CaCO3 + H2O -> Ca++ + HCO3- + HO+

Now if you determine the bicarbonate content that has been contributed you find that 1 ppm CaCO3 will yield 0.61 ppm HCO3-. CaCO3's molecular weight is 100 and HCO3's is 61.

Now there is a formula that converts alkalinity as HCO3- to alkalinity as CaCO3. This assumes that HCO3- has one alkalinity equivalent and that CaCO3 has 2 alkalinity equivalents. As a result you mulyiply [HCO3-] with 50 and divide by 61. The result is 0.5ppm alkalinity as CaCO3.

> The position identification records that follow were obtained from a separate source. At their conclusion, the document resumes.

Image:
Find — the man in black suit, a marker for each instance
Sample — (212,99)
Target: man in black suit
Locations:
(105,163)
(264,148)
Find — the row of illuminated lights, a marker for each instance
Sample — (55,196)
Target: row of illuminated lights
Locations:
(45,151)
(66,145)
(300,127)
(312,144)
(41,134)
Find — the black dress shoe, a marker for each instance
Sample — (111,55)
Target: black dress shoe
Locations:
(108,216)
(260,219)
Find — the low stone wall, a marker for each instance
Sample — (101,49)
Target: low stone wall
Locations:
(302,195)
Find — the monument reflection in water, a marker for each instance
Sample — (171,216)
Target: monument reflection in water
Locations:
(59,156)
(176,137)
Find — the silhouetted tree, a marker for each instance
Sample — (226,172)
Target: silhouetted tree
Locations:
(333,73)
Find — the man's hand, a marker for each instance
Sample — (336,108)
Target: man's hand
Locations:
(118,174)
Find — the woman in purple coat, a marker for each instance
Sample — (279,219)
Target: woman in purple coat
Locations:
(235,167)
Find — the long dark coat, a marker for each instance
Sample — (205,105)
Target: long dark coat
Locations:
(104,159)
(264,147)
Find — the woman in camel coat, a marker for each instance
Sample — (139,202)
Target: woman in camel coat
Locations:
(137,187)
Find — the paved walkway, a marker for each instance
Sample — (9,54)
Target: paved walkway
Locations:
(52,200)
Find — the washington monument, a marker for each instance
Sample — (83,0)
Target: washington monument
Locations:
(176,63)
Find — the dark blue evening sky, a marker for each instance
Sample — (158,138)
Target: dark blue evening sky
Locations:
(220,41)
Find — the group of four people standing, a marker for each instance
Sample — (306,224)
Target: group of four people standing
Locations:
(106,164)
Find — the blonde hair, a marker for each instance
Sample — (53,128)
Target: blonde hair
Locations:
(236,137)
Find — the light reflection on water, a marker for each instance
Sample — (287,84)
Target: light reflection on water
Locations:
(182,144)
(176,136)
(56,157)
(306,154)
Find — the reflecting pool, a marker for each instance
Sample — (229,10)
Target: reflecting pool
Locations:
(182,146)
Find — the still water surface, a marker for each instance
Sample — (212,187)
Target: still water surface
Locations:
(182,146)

But there is a problem. The actual alkalinity contributed by CaCO3 was not one equivalent but 2. The formula that calculates the CHO3 concentration forgot about the HO- that was also created for each dissolved CaCO3 molecule. According to Wikipedia (and I tend to believe the science stuff there), alkalinity is defined as the sum of all the possible H+ receptors balanced by the H+ ions:

[A] = 2[CO3--] + [HCO3-] + [HO-] - [H+]

So the alkalinity as HCO3 for the 1ppm CaCO3 addition should have been 2*0.6 ppm HCO3. One for the HCO3- and one for the HO-. Then the alkalinity as CaCO3 is also 1 ppm.

But nobody else seems to see it like that. Either everybody copied from the same source or I'm on the wrong track here. The latter is quite possible.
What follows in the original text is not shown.